Quelles sont les conséquences immédiates de ces violences pour les civils pris au piège ? Le tableau est celui d’un exode massif et précipité. Les entités coutumières touchées par les combats se vident progressivement de leurs habitants. Un flux continu de déplacés fuit les zones rurales pour chercher refuge soit dans le centre de Rubaya, soit en direction de Ngungu. Certains, poussés par la panique, ont déjà parcouru des distances considérables pour atteindre les agglomérations de Sake et de Goma, la capitale provinciale déjà surpeuplée de déplacés.

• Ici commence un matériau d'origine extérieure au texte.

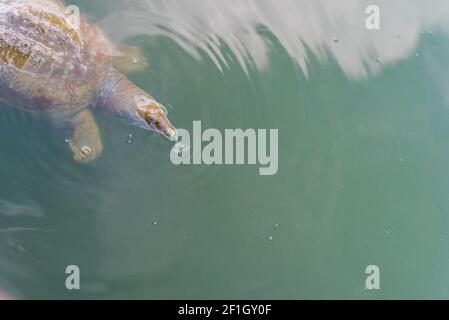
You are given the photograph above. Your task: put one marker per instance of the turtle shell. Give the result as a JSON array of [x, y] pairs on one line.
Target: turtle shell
[[47, 62]]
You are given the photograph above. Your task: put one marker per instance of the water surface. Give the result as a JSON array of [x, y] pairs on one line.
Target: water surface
[[363, 123]]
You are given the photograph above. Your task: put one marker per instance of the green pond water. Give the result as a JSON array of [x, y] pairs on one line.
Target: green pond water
[[363, 179]]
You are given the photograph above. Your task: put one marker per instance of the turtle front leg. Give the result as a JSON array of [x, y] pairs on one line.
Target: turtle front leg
[[86, 141]]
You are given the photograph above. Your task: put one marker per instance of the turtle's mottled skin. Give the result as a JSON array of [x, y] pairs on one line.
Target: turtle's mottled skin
[[49, 65]]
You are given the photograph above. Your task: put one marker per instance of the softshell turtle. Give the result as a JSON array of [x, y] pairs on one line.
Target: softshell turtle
[[50, 64]]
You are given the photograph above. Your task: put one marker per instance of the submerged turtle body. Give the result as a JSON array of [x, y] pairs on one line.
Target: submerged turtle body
[[50, 64]]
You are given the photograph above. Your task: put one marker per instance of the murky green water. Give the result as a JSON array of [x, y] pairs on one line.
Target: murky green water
[[363, 176]]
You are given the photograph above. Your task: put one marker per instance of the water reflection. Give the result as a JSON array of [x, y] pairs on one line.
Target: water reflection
[[303, 27]]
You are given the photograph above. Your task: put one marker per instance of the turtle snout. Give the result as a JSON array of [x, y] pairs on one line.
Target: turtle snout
[[86, 154]]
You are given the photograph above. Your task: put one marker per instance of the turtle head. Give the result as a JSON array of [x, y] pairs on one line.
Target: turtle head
[[153, 116]]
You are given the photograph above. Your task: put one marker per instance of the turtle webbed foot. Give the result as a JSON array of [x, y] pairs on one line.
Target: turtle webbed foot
[[86, 142]]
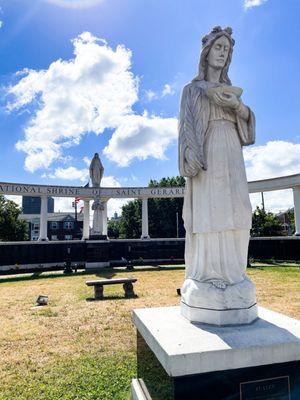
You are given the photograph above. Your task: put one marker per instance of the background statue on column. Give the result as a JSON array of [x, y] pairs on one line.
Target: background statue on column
[[214, 124], [96, 171], [96, 175]]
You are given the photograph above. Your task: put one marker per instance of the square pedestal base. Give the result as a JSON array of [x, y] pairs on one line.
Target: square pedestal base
[[179, 360]]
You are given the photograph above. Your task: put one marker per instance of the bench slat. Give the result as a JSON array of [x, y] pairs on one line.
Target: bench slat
[[110, 281]]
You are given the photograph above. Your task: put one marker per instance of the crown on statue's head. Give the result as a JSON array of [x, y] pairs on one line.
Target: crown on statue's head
[[217, 32]]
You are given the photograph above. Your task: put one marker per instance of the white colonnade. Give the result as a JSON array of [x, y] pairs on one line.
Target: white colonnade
[[145, 219], [43, 218], [88, 194], [86, 220], [296, 194]]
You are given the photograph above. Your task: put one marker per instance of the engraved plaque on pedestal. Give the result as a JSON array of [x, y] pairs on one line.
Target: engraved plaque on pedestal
[[266, 389]]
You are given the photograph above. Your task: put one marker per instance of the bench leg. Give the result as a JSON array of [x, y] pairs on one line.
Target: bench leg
[[98, 292], [128, 288]]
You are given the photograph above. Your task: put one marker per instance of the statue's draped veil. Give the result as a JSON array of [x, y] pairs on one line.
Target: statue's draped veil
[[207, 43]]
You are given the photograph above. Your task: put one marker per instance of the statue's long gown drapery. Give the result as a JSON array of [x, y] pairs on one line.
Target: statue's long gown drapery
[[217, 209]]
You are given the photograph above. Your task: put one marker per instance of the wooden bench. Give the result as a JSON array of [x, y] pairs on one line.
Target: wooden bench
[[98, 286]]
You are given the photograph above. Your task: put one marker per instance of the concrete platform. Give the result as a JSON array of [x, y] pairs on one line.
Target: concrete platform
[[185, 348]]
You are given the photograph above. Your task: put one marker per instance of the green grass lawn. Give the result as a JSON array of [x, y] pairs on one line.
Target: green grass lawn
[[80, 349]]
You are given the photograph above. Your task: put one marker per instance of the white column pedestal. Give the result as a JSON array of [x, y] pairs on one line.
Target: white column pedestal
[[86, 220], [145, 227], [43, 218], [296, 194]]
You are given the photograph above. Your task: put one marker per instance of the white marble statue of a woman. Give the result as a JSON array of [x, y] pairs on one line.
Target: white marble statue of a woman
[[214, 125]]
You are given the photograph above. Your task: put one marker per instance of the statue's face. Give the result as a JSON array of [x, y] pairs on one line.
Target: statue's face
[[218, 54]]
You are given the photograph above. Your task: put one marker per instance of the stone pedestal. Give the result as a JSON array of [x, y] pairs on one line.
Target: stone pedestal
[[180, 360], [228, 305]]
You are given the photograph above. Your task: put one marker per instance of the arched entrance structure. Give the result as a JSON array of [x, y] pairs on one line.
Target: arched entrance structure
[[88, 194]]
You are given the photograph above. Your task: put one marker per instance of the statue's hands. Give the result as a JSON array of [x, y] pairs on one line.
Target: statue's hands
[[228, 100]]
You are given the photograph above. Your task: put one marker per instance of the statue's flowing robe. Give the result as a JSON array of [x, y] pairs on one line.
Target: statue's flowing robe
[[217, 209]]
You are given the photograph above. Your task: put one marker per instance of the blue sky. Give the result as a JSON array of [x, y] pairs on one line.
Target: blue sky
[[120, 95]]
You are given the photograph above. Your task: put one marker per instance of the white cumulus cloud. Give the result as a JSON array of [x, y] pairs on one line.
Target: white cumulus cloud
[[253, 3], [140, 136], [93, 91], [167, 90], [88, 93], [275, 158]]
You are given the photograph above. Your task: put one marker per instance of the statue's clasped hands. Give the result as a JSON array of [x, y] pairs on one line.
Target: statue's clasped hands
[[227, 99]]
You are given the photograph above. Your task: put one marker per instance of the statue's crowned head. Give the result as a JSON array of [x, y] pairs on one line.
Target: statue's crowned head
[[208, 42]]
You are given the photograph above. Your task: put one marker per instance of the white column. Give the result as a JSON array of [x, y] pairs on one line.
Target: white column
[[43, 218], [105, 218], [145, 229], [86, 220], [296, 194]]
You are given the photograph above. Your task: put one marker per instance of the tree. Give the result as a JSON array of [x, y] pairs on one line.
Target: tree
[[11, 228], [163, 213], [113, 228], [265, 223]]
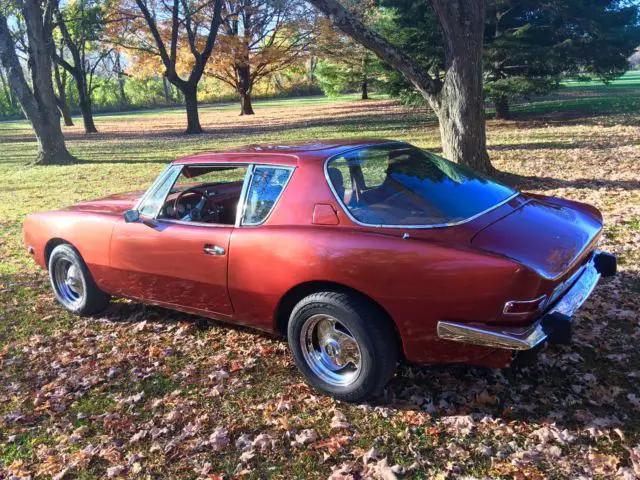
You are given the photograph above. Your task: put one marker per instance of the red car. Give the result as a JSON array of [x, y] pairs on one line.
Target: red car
[[361, 252]]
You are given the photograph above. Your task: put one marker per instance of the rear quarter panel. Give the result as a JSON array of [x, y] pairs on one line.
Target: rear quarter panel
[[417, 282], [89, 233]]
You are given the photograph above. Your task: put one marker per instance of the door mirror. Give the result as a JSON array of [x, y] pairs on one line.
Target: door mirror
[[131, 216]]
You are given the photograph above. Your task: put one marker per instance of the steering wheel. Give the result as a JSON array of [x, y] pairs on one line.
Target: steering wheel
[[196, 211]]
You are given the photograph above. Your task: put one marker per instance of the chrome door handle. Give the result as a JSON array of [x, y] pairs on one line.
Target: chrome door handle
[[213, 250]]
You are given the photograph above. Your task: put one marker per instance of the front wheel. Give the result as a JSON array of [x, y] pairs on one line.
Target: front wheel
[[343, 345], [73, 284]]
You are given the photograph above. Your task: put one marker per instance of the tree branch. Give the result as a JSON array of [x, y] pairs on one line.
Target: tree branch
[[352, 26]]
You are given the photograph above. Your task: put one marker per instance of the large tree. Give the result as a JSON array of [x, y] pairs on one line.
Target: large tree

Parmi les fuyards, on compte également des agents humanitaires, contraignant temporairement à l’arrêt des activités d’assistance dans certaines zones. Cette nouvelle vague de déplacement pose un défi humanitaire majeur dans une région où l’accès aux soins, à la nourriture et à l’abri est déjà extrêmement limité.

La montée en puissance des Wazalendo du Nord-Kivu et leur confrontation directe avec l’AFC-M23 redessinent la carte des alliances et des conflits dans l’est de la République Démocratique du Congo. Cette coalition, présentée comme une milice d’autodéfense communautaire, semble avoir engagé une offensive de grande ampleur pour contester l’avancée ou la présence des rebelles dans le territoire de Masisi. Les motivations profondes et les soutiens dont bénéficient les différents belligérants restent opaques, alimentant les spéculations sur un possible enlisement du conflit. La communauté internationale observe-t-elle, une fois de plus, impuissante, la détérioration de la situation ? Les appels au calme et au dialogue peinent à masquer l’urgence d’une action concrète pour protéger les vies et rétablir un semblant de stabilité.

À ce stade, le bilan précis des victimes de ces récents combats reste inconnu, les accès à la zone étant fortement restreints par l’insécurité. Les communications sont difficiles, et la priorité des acteurs présents est la survie immédiate. Les autorités provinciales et nationales n’ont pas encore fait de déclaration détaillée sur ces événements. La seule certitude est que le conflit territoire Masisi entre dans une phase critique. Les frappes aériennes signalées, si elles sont confirmées, pourraient indiquer un changement de tactique et une militarisation accrue de la crise. La population, elle, paie le prix fort, condamnée à l’errance ou à vivre sous la menace permanente des armes. La suite des événements dans les prochaines heures sera déterminante pour savoir si cette flambée de violence peut être contenue ou si elle annonce une nouvelle tragédie humanitaire dans l’est du Congo.